À ces mots, le chevalier, défaisant sa cravate, fit admirer au vicomte Richard un collier blanc, noir et rouge, parfaitement dessiné sur sa peau.

— Grâce aux Portugais, poursuivit-il, voici une lèvre qui l’a échappé belle. Je m’étais si bien comporté sur le sentier de la guerre que Galamoumou-Assou-Nady, ou, si vous aimez mieux, Grand-Oiseau-Moqueur-Porte-Griffe, chef de notre tribu, me jugea digne d’être élevé à la dignité de guerrier. En conséquence, on devait me fendre la lèvre, y introduire un petit bâton, puis un plus gros, puis un plus gros, et bref, une rondelle plus large qu’une piastre d’Espagne qui m’eût défiguré pour le reste de mes jours. Dans ma naïveté de jeune civilisé devenu sauvage, j’étais heureux et fier de tant d’honneur et me prêtais de bonne grâce à la cérémonie, quand une fusillade à bout portant part de tous les buissons.
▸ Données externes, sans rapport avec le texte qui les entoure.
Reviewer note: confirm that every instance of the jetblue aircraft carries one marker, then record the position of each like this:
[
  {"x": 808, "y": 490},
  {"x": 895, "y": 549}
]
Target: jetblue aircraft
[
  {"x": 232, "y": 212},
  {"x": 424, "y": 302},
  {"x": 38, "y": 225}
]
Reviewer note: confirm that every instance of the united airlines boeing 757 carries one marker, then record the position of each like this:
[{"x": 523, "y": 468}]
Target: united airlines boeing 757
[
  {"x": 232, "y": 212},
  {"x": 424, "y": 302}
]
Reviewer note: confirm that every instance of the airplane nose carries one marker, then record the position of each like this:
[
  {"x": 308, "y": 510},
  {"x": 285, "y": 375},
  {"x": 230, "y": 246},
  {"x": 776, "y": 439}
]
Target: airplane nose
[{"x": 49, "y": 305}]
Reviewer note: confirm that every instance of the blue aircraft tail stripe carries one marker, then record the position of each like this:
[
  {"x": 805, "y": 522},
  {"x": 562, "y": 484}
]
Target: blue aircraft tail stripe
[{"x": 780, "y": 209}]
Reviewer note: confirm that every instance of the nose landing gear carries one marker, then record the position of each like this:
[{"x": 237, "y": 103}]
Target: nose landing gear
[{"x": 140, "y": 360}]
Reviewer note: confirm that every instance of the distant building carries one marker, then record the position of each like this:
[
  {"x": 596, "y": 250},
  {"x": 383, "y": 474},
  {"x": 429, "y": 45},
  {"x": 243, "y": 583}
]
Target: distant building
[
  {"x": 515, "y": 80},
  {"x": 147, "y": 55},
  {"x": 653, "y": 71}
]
Sauve qui peut ! je ne pus me sauver, et voilà justement ce qui me sauva. Que sont devenus les Botocudos de Galamoumou-Assou-Nady après une alerte si chaude ? Pour ma part, je n’en ai jamais rien su. Je me déclarai européen, on me fit tambour dans un régiment qui repassa en Portugal alors en guerre avec l’Espagne. Je fus pris sur les frontières par les Espagnols et mené en Biscaye, où je trouvai moyen de me faire contrebandier. C’est ainsi que je revis la France, ma patrie ; j’avais dix-huit ou vingt ans alors, et c’est ici, à proprement parler, que commencent mes aventures…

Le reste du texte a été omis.